I turn to an important part of the Bill, which others in your Lordships' House have raised although it is not quite in the Bill yet. It is the question of individual registration. For far too long, there has been a democratic deficit arising from the 3 million eligible people who, because they are not registered, are not able to vote in this country. Ninety-one per cent registration is not acceptable. On polling day we are, all too often, confronted by people who want to vote, then discover that they have not registered and so cannot. It is such a simple thing; "No registration, no vote" should really be the sign that goes on all of our posters.

The Electoral Commission, as has been said, has long argued the case for individual registration to replace household registration, as has my own organisation, the HS Chapman Society. It is good news, then, that the Government are to produce an amendment for this House to discuss bringing in a scheme for individual registration. We will have to consider carefully the points within that amendment and look at it in some detail, but I support the Government in this; it is better to have it later than never. I am really glad that the Government have now come around to that thinking, but I appreciate why they had reservations that individual registration might result in a drop in the registration level, as in Northern Ireland. The process has to be rigorous enough to make sure that does not happen, which is why the timescale of allowing that work to go on until 2015 is absolutely right.

The integrity of the register is paramount and must be comprehensive and accurate, which means that electoral registration officers have to make special and increased efforts but have to be provided with the right tools and resources to make it happen. The Minister, Michael Wills, indicated that he would be coming forward with proposals to provide the extra resources needed. Experience has shown that money, unless ring-fenced for its intended purpose, is likely to be lost in other local government expenditure. The money has to be spent for the purpose for which it was allocated, but account must be taken there of the additional dimension of asking for personal information identifiers—such as date of birth or national insurance number—as well as a signature. The public will almost certainly want reassurance when providing that information. Equally, provision has to be made for reaching people living in multi-occupancy accommodation, those with literacy problems and other hard-to-reach groups. The decision to allow two-tier local government, as well as one-tier, to receive relevant data from other sources will greatly assist, but must clearly be done in compliance with the Data Protection Act 1998.

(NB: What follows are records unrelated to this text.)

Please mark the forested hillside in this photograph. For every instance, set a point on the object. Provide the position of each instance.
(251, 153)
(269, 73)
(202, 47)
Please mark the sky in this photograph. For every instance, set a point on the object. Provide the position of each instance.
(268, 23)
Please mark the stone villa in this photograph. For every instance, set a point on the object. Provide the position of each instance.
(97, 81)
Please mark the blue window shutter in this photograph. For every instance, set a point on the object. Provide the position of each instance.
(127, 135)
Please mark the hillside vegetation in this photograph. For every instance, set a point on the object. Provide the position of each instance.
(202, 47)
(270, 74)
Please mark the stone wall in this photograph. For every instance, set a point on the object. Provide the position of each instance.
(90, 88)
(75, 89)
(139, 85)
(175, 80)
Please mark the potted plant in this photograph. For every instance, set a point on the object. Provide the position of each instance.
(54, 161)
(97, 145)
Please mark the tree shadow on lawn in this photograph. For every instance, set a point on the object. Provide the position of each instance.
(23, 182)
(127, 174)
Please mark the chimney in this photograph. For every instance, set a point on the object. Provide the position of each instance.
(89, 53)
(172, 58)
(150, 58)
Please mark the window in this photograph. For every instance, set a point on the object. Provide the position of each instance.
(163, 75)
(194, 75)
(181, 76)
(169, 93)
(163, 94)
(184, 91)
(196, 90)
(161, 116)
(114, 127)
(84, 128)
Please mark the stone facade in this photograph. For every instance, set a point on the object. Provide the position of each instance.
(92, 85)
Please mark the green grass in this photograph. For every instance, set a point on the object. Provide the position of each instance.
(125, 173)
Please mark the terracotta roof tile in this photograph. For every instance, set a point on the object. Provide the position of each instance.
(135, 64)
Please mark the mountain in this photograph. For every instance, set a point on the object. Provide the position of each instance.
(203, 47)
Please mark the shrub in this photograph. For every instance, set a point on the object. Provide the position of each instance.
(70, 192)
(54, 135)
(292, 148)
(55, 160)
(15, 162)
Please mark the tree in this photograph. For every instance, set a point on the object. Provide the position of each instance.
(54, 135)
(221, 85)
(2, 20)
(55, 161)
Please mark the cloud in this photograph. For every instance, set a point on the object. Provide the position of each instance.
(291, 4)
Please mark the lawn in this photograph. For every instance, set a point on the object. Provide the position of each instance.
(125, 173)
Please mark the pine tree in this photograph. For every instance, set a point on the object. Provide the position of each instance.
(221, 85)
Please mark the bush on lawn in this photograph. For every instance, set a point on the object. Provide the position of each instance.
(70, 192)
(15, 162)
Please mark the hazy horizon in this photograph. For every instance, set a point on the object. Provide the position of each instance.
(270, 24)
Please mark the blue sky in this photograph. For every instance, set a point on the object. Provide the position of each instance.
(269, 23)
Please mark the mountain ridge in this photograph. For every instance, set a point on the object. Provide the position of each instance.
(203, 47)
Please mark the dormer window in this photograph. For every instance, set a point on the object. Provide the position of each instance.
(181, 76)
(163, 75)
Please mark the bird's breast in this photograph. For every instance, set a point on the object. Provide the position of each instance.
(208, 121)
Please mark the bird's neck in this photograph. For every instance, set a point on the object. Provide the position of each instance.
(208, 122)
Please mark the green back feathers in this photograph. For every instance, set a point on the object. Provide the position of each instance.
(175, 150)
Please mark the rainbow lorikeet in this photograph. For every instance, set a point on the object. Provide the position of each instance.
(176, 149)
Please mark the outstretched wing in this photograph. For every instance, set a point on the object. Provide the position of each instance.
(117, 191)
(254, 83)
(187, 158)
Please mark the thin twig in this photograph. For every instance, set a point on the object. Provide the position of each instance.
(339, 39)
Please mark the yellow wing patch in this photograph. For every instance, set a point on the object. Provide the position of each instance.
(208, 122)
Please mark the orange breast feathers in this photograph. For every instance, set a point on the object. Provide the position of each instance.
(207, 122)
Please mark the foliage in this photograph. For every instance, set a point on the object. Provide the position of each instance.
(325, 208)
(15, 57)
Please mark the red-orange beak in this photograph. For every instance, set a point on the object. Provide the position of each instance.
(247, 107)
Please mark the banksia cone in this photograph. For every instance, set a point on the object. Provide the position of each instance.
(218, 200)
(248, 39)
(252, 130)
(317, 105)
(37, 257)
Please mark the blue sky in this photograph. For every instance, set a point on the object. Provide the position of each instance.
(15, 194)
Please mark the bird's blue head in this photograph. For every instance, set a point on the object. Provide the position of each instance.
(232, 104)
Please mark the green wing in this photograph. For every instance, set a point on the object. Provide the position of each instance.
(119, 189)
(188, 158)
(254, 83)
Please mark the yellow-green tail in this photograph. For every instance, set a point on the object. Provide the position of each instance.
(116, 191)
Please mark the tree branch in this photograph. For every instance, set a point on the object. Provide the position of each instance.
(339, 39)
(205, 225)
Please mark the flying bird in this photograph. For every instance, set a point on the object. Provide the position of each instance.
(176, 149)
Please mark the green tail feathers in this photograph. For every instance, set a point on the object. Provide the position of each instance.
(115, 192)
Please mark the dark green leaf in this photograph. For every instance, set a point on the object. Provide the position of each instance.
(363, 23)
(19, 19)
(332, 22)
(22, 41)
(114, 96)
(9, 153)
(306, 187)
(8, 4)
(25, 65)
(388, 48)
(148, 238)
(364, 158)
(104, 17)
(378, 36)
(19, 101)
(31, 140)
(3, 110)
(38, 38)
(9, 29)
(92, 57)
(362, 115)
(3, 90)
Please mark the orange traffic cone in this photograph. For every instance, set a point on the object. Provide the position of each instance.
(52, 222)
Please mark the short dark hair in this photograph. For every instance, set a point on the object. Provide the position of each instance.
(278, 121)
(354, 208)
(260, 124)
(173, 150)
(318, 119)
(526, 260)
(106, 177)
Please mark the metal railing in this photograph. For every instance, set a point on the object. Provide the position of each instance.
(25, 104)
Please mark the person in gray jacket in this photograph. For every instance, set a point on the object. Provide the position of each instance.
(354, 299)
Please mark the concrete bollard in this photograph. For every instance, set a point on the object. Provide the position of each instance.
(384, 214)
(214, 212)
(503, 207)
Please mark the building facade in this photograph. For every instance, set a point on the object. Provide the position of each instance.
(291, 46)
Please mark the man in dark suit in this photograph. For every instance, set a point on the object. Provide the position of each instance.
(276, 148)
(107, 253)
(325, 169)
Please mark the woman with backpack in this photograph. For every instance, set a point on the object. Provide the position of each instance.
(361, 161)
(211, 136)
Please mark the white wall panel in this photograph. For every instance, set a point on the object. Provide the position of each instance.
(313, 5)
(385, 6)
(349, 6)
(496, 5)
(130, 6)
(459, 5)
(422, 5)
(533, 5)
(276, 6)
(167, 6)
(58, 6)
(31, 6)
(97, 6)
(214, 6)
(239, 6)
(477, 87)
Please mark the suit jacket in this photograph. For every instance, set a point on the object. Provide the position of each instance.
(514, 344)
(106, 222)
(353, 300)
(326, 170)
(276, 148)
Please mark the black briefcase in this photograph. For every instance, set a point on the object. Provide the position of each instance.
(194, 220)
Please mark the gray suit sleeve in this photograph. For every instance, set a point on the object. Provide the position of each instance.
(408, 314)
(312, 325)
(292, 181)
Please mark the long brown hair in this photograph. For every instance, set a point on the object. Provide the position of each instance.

I appreciate that the Electoral Commission's monitoring of current standards and expenditure on registration by local authorities will give an assessment of performance variability throughout the country; those details will, I believe, be available shortly. That information should be the basis for starting the planning process towards individual registration. As my noble friend said, equally important will be the judgment of the Electoral Commission in determining whether sufficient time has been given to allow full implementation of the scheme or whether a further period, perhaps two years, is required.

The introduction of individual registration is a major breakthrough and should provide greater protection against electoral fraud while enhancing the legitimacy of the electoral process and the integrity of the ballot. Whether it is in the provision and expenditure of funds or the validity of our election, our electoral procedures—as the noble Lord, Lord Bates, said—need the proposals in this Bill. I will fully support its progress through your Lordships' House.